En août 2019, OB, ressortissante congolaise s’est présentée à la frontière aéroportuaire de Bologne, à l’arrivée d’un vol en provenance de Casablanca. Elle était accompagnée de sa fille et de sa nièce, âgées de huit et treize ans. Toutes les trois étaient munies de faux passeports. Par conséquent, une enquête pénale a été ouverte contre OB pour le délit d’aide à l’entrée irrégulière de ressortissants d’un pays tiers prévu à l’article 12 du texte unique sur l’immigration qui transpose en droit italien l’article 1er, paragraphe 1, sous a), de la directive 2002/90 définissant l’aide à l’entrée, au transit et au séjour irréguliers (la « directive 2002/90 »). En vertu de cette dernière disposition, chaque État membre est obligé à adopter des sanctions appropriées à l’encontre des personnes qui aident les ressortissants de pays tiers à pénétrer sur son territoire de manière illégale. Le paragraphe 2 de l’article 1er de la directive prévoit une possibilité pour les États membres de ne pas sanctionner l’aide à l’entrée irrégulière lorsque celle-ci « a pour but d’apporter une aide humanitaire à la personne concernée. » Lors de l’audience devant le tribunal de Bologne, OB a déclaré avoir fui son pays d’origine pour se soustraire aux menaces de mort émanant de son ancien compagnon et craindre pour l’intégrité physique des mineures qui l’accompagnaient. Par la suite, elle a présenté une demande de protection internationale.
Ayant constaté que le comportement de OB relevait de l’infraction définie par l’article 12 du texte unique sur l’immigration, le tribunal de Bologne a émis des doutes sur la compatibilité du cadre législatif applicable dans le cas d’espèce avec le principe de proportionnalité consacré à l’article 52 de la Charte des droits fondamentaux de l’Union européenne (la « Charte »), lu en liaison avec plusieurs droits fondamentaux garantis par cet instrument.
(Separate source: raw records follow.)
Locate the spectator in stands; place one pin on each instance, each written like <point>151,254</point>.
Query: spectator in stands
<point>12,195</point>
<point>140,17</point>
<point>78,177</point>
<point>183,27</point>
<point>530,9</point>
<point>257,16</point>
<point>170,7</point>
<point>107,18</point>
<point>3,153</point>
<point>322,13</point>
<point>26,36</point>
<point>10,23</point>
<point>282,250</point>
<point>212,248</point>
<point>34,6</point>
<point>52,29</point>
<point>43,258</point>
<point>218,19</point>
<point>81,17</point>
L’article 52 de la Charte dispose que toute limitation de l’exercice des droits et libertés reconnus par la Charte doit être prévue par la loi, respecter le contenu essentiel desdits droits et libertés ainsi que le principe de proportionnalité. Dans ces circonstances, le tribunal a décidé de saisir la Cour de justice du recours préjudiciel en validité de la directive 2002/90. En outre, par son renvoi, le juge italien a demandé à la Cour de justice si la Charte des droits fondamentaux s’opposait à l’incrimination instituée par la législation nationale qui sanctionnait la facilitation de l’entrée illégale d’un étranger sur le territoire d’un État membre même lorsque cet acte de facilitation était commis sans but lucratif et visait à apporter une aide humanitaire à l’étranger.
La Cour de justice a d’abord observé que les questions préjudicielles reposaient sur la prémisse que le comportement de OB relevait de l’infraction générale d’aide à l’entrée irrégulière définie à l’article 1er de la directive 2002/90. Procédant à la reformulation de ces questions, la Cour a indiqué qu’il convenait d’examiner d’abord si l’article 1er de la directive 2002/90, lu à la lumière des articles 7 (droit au respect de la vie familiale), 18 (droit d’asile) et 24 (droits de l’enfant) de la Charte des droit fondamentaux permet de qualifier comme l’infraction générale d’aide à l’entrée irrégulière le comportement d’une personne qui fait entrer illégalement sur le territoire d’un État membre des mineurs ressortissants de pays tiers à l’égard desquels elle exerce la garde effective.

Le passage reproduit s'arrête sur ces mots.